About 85 percent of the people who get food stamps are seniors, children, members of families with children and people with disabilities including veterans. Of the other 15 percent who are out of work Stabenow said, “we want them working but at the same time we want to make sure there is temporary food help.”

“I happen to think that is a good value in America, not a negative one,” Stabenow said. She noted that in Michigan, people who have worked all their lives are “mortified they need help,” but have had to ask for assistance because there is a high unemployment rate.

The House bill reauthorizes the nutrition programs for three years and the farm program for five years, which if kept in the House-Senate conference report, could set the programs on a permanent path of separation.

Responding to a question from a United Fresh member, Vilsack said that decoupling the farm program from nutrition programs would mean that the House would not pass a farm program.

Vilsack noted that between 200,000 and 300,000 farmers — about one-tenth of 1 percent — produce “the vast majority of what we consume” and that only 33,000 farm operations — about one-tenth of one-tenth of 1 percent—produce half the food in the United States.

The farm program and food stamps were put together in one bill, Vilsack noted, in order to provide food for the hungry, increase consumption of food, stabilize farm income, create economic activity and provide a reason for urban members of Congress to vote for the farm bill.

Noting that the House has put the two programs back into the bill it sent to the Senate Monday, Vilsack said that separating the two “is very bad policy for farmers, in my view.”

If farm lobbyists and rural members of the House say to their urban colleagues they want help for this small number of people with crop insurance and other programs, urban members will ask what’s it in it for them and their constituents, Vilsack said. But when you add food stamps, “Now the congressman says your folks get something, my folks get something.”

If the two are not in the same bill, Vilsack added, “There will always be support for nutrition programs. Good luck on the farm programs.”

Vilsack said that by ending categorical eligibility, the system that qualifies people more easily for the program, the House would take 1 million to 2 million people off food stamps, while the requirement that people work to get benefits would take another 1 million to 2 million people off.

Vilsack noted that it is the states that have exercised their rights to ask for waivers to the work requirement when unemployment rates are high.

“I won’t say there aren’t ways to save SNAP money, to make it efficient,” Vilsack said, referring to the Supplemental Nutrition Assistance Program, or food stamps.

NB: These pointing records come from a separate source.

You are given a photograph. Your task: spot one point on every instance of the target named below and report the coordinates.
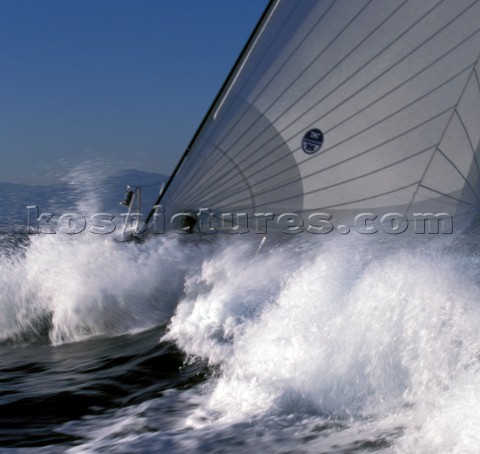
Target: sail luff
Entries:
(344, 106)
(270, 7)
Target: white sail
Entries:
(341, 107)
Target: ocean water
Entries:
(344, 343)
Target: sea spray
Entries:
(351, 329)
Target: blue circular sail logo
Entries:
(312, 141)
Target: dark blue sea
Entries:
(339, 344)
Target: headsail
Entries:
(341, 107)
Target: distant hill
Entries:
(99, 195)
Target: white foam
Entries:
(353, 330)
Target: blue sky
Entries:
(122, 82)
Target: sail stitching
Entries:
(309, 65)
(325, 75)
(443, 133)
(371, 149)
(458, 171)
(445, 195)
(469, 141)
(366, 129)
(228, 108)
(364, 108)
(383, 73)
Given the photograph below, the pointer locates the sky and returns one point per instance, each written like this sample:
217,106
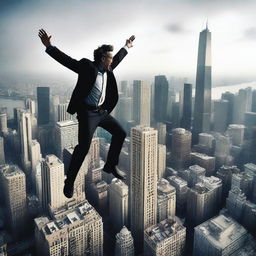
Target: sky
167,34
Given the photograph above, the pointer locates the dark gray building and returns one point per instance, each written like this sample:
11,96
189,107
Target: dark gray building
202,111
43,103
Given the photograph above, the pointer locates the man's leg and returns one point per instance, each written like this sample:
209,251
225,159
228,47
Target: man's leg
86,128
110,124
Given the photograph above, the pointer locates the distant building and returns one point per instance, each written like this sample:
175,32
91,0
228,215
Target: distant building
78,231
124,243
219,236
165,238
166,200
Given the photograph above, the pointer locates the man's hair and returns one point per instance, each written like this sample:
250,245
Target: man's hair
101,51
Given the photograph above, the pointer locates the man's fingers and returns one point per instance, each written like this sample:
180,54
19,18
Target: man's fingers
132,38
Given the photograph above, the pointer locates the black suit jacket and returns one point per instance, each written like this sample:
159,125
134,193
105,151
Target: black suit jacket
87,72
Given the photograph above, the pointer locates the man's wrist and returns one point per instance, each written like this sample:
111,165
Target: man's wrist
49,48
126,48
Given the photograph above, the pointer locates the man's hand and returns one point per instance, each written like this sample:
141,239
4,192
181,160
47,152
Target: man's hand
44,37
129,42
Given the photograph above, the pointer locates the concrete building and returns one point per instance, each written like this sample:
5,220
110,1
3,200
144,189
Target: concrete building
202,109
3,122
160,95
236,134
230,97
161,161
118,203
203,200
161,128
99,198
43,105
220,118
244,181
79,185
13,190
235,203
52,183
143,182
25,131
166,200
205,161
166,238
187,107
181,147
66,136
181,187
62,114
206,144
225,174
141,102
78,231
124,243
220,235
2,152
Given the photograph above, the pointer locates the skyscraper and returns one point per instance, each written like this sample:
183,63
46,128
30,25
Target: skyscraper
124,243
166,200
13,188
203,200
52,183
187,107
165,238
181,147
118,203
141,102
77,231
66,136
220,120
160,98
143,182
218,236
2,153
3,121
25,131
43,103
202,110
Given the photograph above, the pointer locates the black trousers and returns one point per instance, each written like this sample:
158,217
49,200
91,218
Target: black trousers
88,121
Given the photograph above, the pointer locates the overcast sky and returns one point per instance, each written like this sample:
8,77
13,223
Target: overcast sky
167,34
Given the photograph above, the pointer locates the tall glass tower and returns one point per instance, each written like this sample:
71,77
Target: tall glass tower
202,110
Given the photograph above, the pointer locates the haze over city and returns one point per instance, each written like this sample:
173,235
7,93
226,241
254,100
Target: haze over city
166,35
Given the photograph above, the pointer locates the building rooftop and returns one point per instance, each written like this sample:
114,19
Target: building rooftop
81,212
163,230
177,180
236,126
221,231
52,160
250,166
200,188
66,123
11,170
211,182
164,187
201,155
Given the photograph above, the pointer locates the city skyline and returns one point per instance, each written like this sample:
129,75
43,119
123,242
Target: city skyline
166,35
178,196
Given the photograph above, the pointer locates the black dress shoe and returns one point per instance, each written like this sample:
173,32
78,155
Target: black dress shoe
68,189
114,171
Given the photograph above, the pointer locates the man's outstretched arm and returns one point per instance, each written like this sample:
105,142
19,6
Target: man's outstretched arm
58,55
122,52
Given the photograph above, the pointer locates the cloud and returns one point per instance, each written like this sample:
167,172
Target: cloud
175,28
250,33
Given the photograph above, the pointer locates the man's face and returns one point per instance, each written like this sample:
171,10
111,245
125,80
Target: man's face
106,60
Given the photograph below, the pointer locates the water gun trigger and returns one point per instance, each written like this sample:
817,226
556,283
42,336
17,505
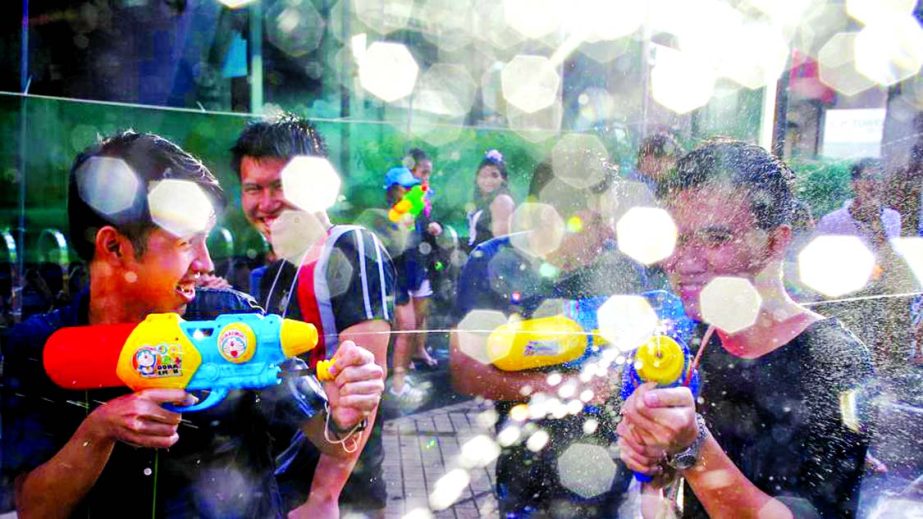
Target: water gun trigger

He noted that the federal government gives the states $320 million per year to link people on food stamps to jobs, and suggested that government should “expect” a better performance from the states in that program. It could be used, he noted, to help find a job for the California surfer who has become nationally famous for getting food stamps while he tries to establish his rock band.

Vilsack also said that House Republicans want farmers to think of entitlements in terms of food stamp beneficiaries rather than Social Security beneficiaries, even though spending on Social Security and Medicare is much higher.